Um pacto para a habitação

O 1.º congresso internacional sobre habitação pública foi uma oportunidade para aprender sobre o tema, ouvindo as melhores experiências internacionais e dando voz aos verdadeiros especialistas

O presidente da Câmara de Oeiras, Isaltino Morais, lançou recentemente um desafio ao primeiro-ministro e ao líder da oposição: se a habitação é tão importante, como por todos vem sendo afirmado, e tão impactante na vida dos portugueses, devia ser objeto de um pacto de regime entre os dois maiores partidos portugueses (os que verdadeiramente podem governar).

O objetivo é alcançar, tão rápido quanto possível, a disponibilidade de habitação pública para 10%. Recordar que Portugal tem cerca de 2% de habitação pública, contra o 14% da França, 24% da Áustria ou os 34% dos Países Baixos. Este contexto tem corolário no estudo recente da OCDE, que afirma que Portugal é o estado-membro daquela organização no qual o acesso à habitação é mais difícil. Duro, mas revelador.

Na semana passada, no Taguspark, o Município de Oeiras organizou o primeiro congresso internacional sobre habitação pública. Foi uma oportunidade para apender sobre o tema, ouvindo as melhores experiências internacionais e dando voz aos verdadeiros especialistas no tema da habitação. É impressionante como em Portugal não se ouve os seus melhores.

Apesar do desafio lançado pelo autarca de Oeiras ser sobre a questão que mais preocupa os portugueses, ainda esta semana um jornal fazia manchete que aumentaram em 67% os pedidos de ajuda para pagar renda, e que as famílias já cortam na alimentação para poder suportar a casa, dificilmente este acordo se vê como possível. O contexto de extrema polarização política em que atualmente se vive, com PSD e PS a tenderem a encostar mais aos extremistas do que ao centro nos acordos para governar, faz com que toda a questão seja campo de batalha.

Portugal precisa, há anos, destes acordos de regime nas questões centrais do desenvolvimento do país. Curiosamente, a necessidade dos mesmos apenas tem paralelo no tempo que passa sem que haja acordo algum.
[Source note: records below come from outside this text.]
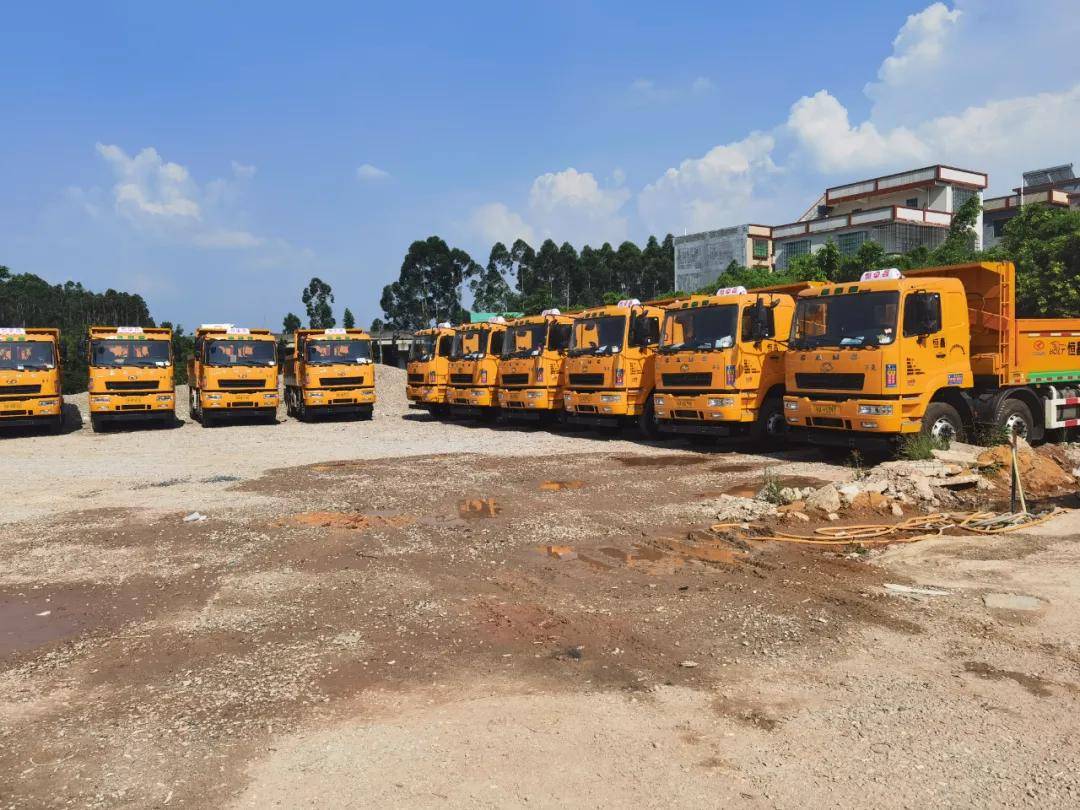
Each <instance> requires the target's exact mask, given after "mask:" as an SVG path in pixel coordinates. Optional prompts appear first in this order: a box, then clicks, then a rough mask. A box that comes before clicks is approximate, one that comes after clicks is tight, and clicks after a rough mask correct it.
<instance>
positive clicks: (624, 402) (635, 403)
mask: <svg viewBox="0 0 1080 810" xmlns="http://www.w3.org/2000/svg"><path fill="white" fill-rule="evenodd" d="M636 393H637V392H636V391H631V390H621V389H616V390H613V391H567V392H566V393H564V394H563V409H564V410H566V415H567V418H568V419H569V417H593V416H597V417H602V418H605V422H604V423H607V420H608V419H611V418H619V417H624V416H625V417H632V416H637V415H638V414H640V413H642V406H640V405H638V404H637V403H636V402H635V394H636ZM569 420H570V421H575V422H577V423H579V424H583V423H589V422H585V421H583V420H582V419H577V418H575V419H569ZM597 423H599V422H597Z"/></svg>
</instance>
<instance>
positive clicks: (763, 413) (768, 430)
mask: <svg viewBox="0 0 1080 810" xmlns="http://www.w3.org/2000/svg"><path fill="white" fill-rule="evenodd" d="M750 434H751V438H752V440H753V441H754V444H761V445H764V446H765V447H768V448H774V447H779V446H780V445H782V444H783V443H784V441H785V438H786V436H787V422H786V420H785V419H784V401H783V400H782V399H781V397H779V396H770V397H768V399H767V400H766V401H765V402H762V403H761V409H760V410H759V411H758V414H757V421H756V422H754V427H753V428H751V433H750Z"/></svg>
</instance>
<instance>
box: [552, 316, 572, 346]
mask: <svg viewBox="0 0 1080 810" xmlns="http://www.w3.org/2000/svg"><path fill="white" fill-rule="evenodd" d="M572 333H573V325H572V324H568V323H556V324H552V325H551V332H550V333H549V334H548V348H549V349H554V350H555V351H561V352H562V351H566V350H567V349H569V348H570V336H571V335H572Z"/></svg>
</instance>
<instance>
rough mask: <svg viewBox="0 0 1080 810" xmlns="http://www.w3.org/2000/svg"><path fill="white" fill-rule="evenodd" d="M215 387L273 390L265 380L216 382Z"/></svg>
mask: <svg viewBox="0 0 1080 810" xmlns="http://www.w3.org/2000/svg"><path fill="white" fill-rule="evenodd" d="M217 386H218V388H247V389H258V388H273V386H268V384H267V383H266V380H218V381H217Z"/></svg>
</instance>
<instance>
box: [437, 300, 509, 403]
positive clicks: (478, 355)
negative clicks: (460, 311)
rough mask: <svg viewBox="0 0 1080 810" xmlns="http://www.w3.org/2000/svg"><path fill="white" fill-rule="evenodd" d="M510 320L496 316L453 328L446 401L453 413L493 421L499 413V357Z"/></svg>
mask: <svg viewBox="0 0 1080 810" xmlns="http://www.w3.org/2000/svg"><path fill="white" fill-rule="evenodd" d="M505 334H507V322H505V320H504V319H502V318H501V316H498V315H496V316H495V318H494V319H491V320H490V321H486V322H483V323H467V324H462V325H461V326H458V327H457V328H456V329H455V330H454V346H453V348H451V350H450V365H449V373H450V381H449V386H448V387H447V389H446V400H447V403H448V404H449V407H450V416H454V417H467V418H468V417H474V418H481V419H486V420H489V421H494V420H495V419H496V418H498V416H499V396H498V393H497V387H498V382H499V357H500V355H501V354H502V341H503V338H504V337H505Z"/></svg>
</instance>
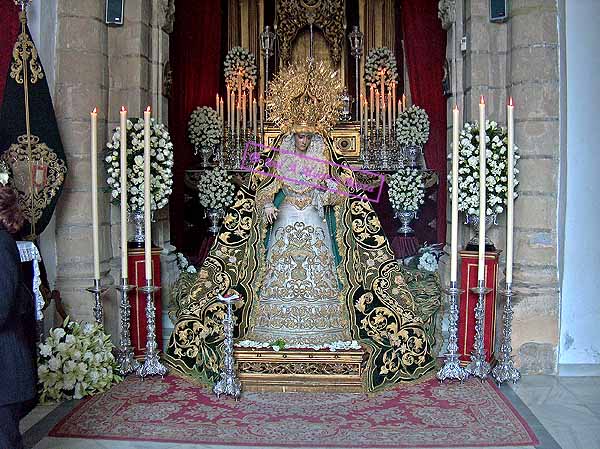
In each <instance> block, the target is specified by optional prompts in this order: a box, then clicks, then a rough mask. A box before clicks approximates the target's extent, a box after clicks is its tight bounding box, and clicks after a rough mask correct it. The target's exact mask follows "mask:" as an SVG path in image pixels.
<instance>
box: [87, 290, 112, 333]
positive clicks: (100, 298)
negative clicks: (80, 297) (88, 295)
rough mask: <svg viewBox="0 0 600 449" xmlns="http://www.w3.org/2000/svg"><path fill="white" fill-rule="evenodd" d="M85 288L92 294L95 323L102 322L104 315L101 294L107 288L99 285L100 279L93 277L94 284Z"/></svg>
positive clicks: (103, 292)
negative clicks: (93, 299) (92, 285)
mask: <svg viewBox="0 0 600 449" xmlns="http://www.w3.org/2000/svg"><path fill="white" fill-rule="evenodd" d="M86 290H87V291H88V292H90V293H92V294H93V295H94V319H95V320H96V323H98V324H102V321H103V317H104V309H103V308H102V295H103V294H104V292H106V290H107V288H105V287H102V286H101V285H100V279H94V285H93V286H92V287H88V288H86Z"/></svg>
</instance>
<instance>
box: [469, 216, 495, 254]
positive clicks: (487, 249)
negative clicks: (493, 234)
mask: <svg viewBox="0 0 600 449" xmlns="http://www.w3.org/2000/svg"><path fill="white" fill-rule="evenodd" d="M465 224H468V225H471V226H472V228H473V232H474V235H473V238H472V239H471V240H469V243H467V249H468V250H477V249H478V248H479V215H474V214H472V215H467V221H466V223H465ZM497 224H498V221H497V215H496V214H494V215H486V217H485V229H486V231H485V250H486V251H495V250H496V247H495V246H494V242H492V240H491V239H490V238H489V232H488V230H489V228H490V227H491V226H492V225H497Z"/></svg>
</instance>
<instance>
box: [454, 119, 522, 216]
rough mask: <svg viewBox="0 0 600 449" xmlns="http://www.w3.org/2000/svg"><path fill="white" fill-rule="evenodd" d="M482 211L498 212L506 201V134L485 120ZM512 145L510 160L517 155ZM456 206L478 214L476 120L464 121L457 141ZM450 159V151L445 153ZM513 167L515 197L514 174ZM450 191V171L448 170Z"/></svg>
mask: <svg viewBox="0 0 600 449" xmlns="http://www.w3.org/2000/svg"><path fill="white" fill-rule="evenodd" d="M485 125H486V126H485V133H486V138H485V140H486V175H487V176H486V180H485V186H486V189H485V199H486V211H485V213H486V215H495V214H500V213H502V212H503V211H504V206H505V205H506V204H507V192H508V134H507V131H506V128H504V127H501V126H498V123H496V122H495V121H489V120H486V122H485ZM518 151H519V148H518V147H517V146H516V145H515V155H514V164H515V167H516V165H517V160H518V159H519V154H518ZM458 155H459V156H458V210H459V211H461V212H465V213H466V214H468V215H478V214H479V123H477V122H475V123H465V125H464V127H463V129H462V131H461V132H460V136H459V144H458ZM448 159H450V160H452V153H450V155H449V156H448ZM518 173H519V170H518V169H517V168H515V169H514V187H515V196H514V197H515V198H516V197H517V196H518V194H517V192H516V187H517V184H519V181H518V179H517V174H518ZM448 182H449V185H450V191H452V173H449V174H448Z"/></svg>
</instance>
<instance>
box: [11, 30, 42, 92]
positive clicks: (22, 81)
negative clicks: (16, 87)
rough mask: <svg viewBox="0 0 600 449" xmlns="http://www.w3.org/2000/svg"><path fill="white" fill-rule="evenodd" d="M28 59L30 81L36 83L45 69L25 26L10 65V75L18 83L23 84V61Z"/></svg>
mask: <svg viewBox="0 0 600 449" xmlns="http://www.w3.org/2000/svg"><path fill="white" fill-rule="evenodd" d="M28 60H29V72H30V77H29V81H30V82H31V83H32V84H35V83H37V82H38V80H40V79H42V78H43V77H44V71H43V70H42V66H41V65H40V62H39V57H38V52H37V49H36V48H35V45H34V44H33V42H32V41H31V39H29V35H28V34H27V32H26V31H25V27H24V26H23V27H22V30H21V34H19V37H18V38H17V42H16V43H15V46H14V47H13V62H12V63H11V65H10V77H11V78H13V79H14V80H15V81H16V82H17V84H23V81H24V79H23V78H24V73H25V70H24V68H25V67H24V65H23V61H25V62H27V61H28Z"/></svg>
No lugar dos acordos temos uma verdadeira ‘esquizofrenia legislativa’: vem PS vai para um lado, vem PSD vai para o outro. Cidadãos e empresas não sabem com o que contar. O país vai-se adiando e o Povo deixando de acreditar. Mesmo na habitação, no qual o governo Costa adiantou caminho, o governo seguinte complementou e logo o PS criticou uma reforma que pouco mais queria fazer do que densificar o que vinha sendo feito.

Em tempo de campanha eleitoral, quem fosse capaz de propor estes acordos, de modo a acabar com o eterno adiamento nacional, sairia reforçado, e seria esse ator o novo refúgio para a estabilidade.

No lugar disso, temos uma campanha que apenas tem sido verdadeiramente esclarecedora sobre o desajustamento das forças políticas mais extremistas. Desajustamento na interpretação do mundo (nem parece que vivem neste), nas propostas e na forma confrontacional como fazem política.

Interrogo-me se algum dia falarão para lá da claque. Se verdadeiramente falam para os que vivem as dificuldades quotidiano. Aliás, se pensam para lá da claque. Se pensassem, perceberiam o alcance do que Isaltino Morais propôs.